From the Stars and Stripes archives

Transport really wings it

Water from the edge of the runway is drawn in a vortex into the engine intake of a prototype YC-14 AMST (Advanced Medium Short Takeoff and Landing Transport) — a would-be successor to the C-130 Hercules — during a demonstration at Heidelberg Army Airfield in June, 1977.



RAMSTEIN, Germany — The Air Force is looking for a replacement for the C130 transport airplane, and one of the contenders for the job has arrived here for operational tests.

The plane is a prototype called the YC14, an Advanced Medium STOL (Short Takeoff and Landing) Transport (AMST) designed for the Air Force by the Boeing Aerospace Co. It has been undergoing tests at a number of air bases and fields in the United Kingdom and Germany.

According to the YC14's test director and primary pilot, Col. Kent Davidson, the AMST aircraft are designed to do the same job as the C130 — "logistical resupply and battlefield mobility for troops in combat," but he says the AMST does it better.

Davidson said the YC14 takes off and lands in about half the distance of a C130. By using a unique STOL concept, the 132-foot long, 140,000-pound (without cargo) transport literally jumps into the air after using only 700 feet of runway. With a 27,000-pound payload it can operate from 2,000-foot runways, or lift 50,000 pounds (twice the load of a C130) from longer runways.

The YC14 can fly faster, accelerate and decelerate faster than a C130 and has a very high climb capability, "much like a fighter aircraft," said Davidson. "It can fly very deep descents, so we can minimize our exposure to hostile fire merely by getting in and out of an airfield quicker than a C130," he said.
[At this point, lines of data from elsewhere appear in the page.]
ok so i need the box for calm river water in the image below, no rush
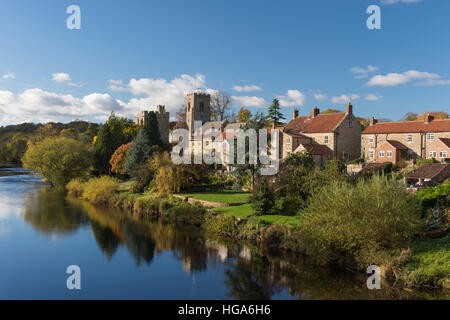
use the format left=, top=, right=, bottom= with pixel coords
left=0, top=169, right=444, bottom=299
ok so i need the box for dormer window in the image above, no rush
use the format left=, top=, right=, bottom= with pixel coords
left=427, top=132, right=435, bottom=140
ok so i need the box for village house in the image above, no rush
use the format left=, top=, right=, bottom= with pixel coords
left=361, top=115, right=450, bottom=165
left=404, top=163, right=450, bottom=188
left=281, top=103, right=362, bottom=166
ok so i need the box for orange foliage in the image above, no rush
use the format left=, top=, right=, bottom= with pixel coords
left=109, top=142, right=132, bottom=175
left=417, top=112, right=449, bottom=120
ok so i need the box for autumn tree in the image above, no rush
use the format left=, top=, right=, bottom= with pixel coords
left=110, top=142, right=132, bottom=175
left=22, top=137, right=92, bottom=186
left=237, top=107, right=252, bottom=123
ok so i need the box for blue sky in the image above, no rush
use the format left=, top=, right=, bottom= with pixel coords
left=0, top=0, right=449, bottom=125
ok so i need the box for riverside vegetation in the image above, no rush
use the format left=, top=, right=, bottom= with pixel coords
left=19, top=112, right=450, bottom=292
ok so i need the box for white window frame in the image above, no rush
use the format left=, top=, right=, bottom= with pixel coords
left=368, top=150, right=374, bottom=159
left=324, top=135, right=329, bottom=144
left=369, top=135, right=374, bottom=143
left=379, top=151, right=385, bottom=158
left=429, top=151, right=437, bottom=158
left=439, top=151, right=447, bottom=159
left=386, top=151, right=393, bottom=158
left=286, top=137, right=291, bottom=145
left=427, top=132, right=435, bottom=140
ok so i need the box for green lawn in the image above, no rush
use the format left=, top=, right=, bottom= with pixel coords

AMST aircraft are also the first medium-sized transports with fully powered hydraulic systems. These systems help keep the aircraft extremely stable in flight.

"The plane automatically trims itself all the time," said Davidson. "You can take off, pull the gear, pull the flaps, put the nose on — say a 15-degree pitch attitude — leave the throttle in takeoff thrust and go all the way up to 350 knots and never have to touch a trim button." He also said the plane's high-speed, low-altitude flight is smooth and stable when compared to the ride of a C130 under similar conditions.

The YC14 can land on short fields at speeds as low as 98 m.p.h. or cruise at 460 m.p.h., according to Boeing's specifications. It is powered by two shoulder-mounted fanjet engines which develop up to 50,000 pounds of thrust and are mounted on top of wings that measure 129 feet from tip to tip.

The cargo compartment is large enough to carry eight fully loaded Army jeeps, plus the personnel who ride in them. "It can move all the combat equipment the U.S. Army has ... all that are too big for the C130," said Air Force Col. Samuel J. Kishline, director of the AMST program. The transport also can taxi in reverse and back up a three-percent grade to unload cargo.

Another AMST prototype, the McDonnell Douglas YC15, finished its operational tests last September. The YC14's test program will end in August. It is expected that one of the aircraft will be selected for a development program that will lead to the production version of the AMST in the mid-1980s, according to Kishline.

The YC14 will return to the U.S. on Monday after a weekend appearance at the International Air Show in Paris. Operational testing will continue at Langley AFB, Va.; Pope AFB, N.C., and Scott AFB, Ill.

Other stops in the YC14's European operational tests included RAF Mildenhall in the United Kingdom, and Rhein-Main AB and Heidelberg Army Airfield in Germany.

Three-year-old Sonja Hashing covers her ears as the YC-14 transport plane in the background reverses its engines during a demonstration at the Heidelberg Army Airfield in 1977.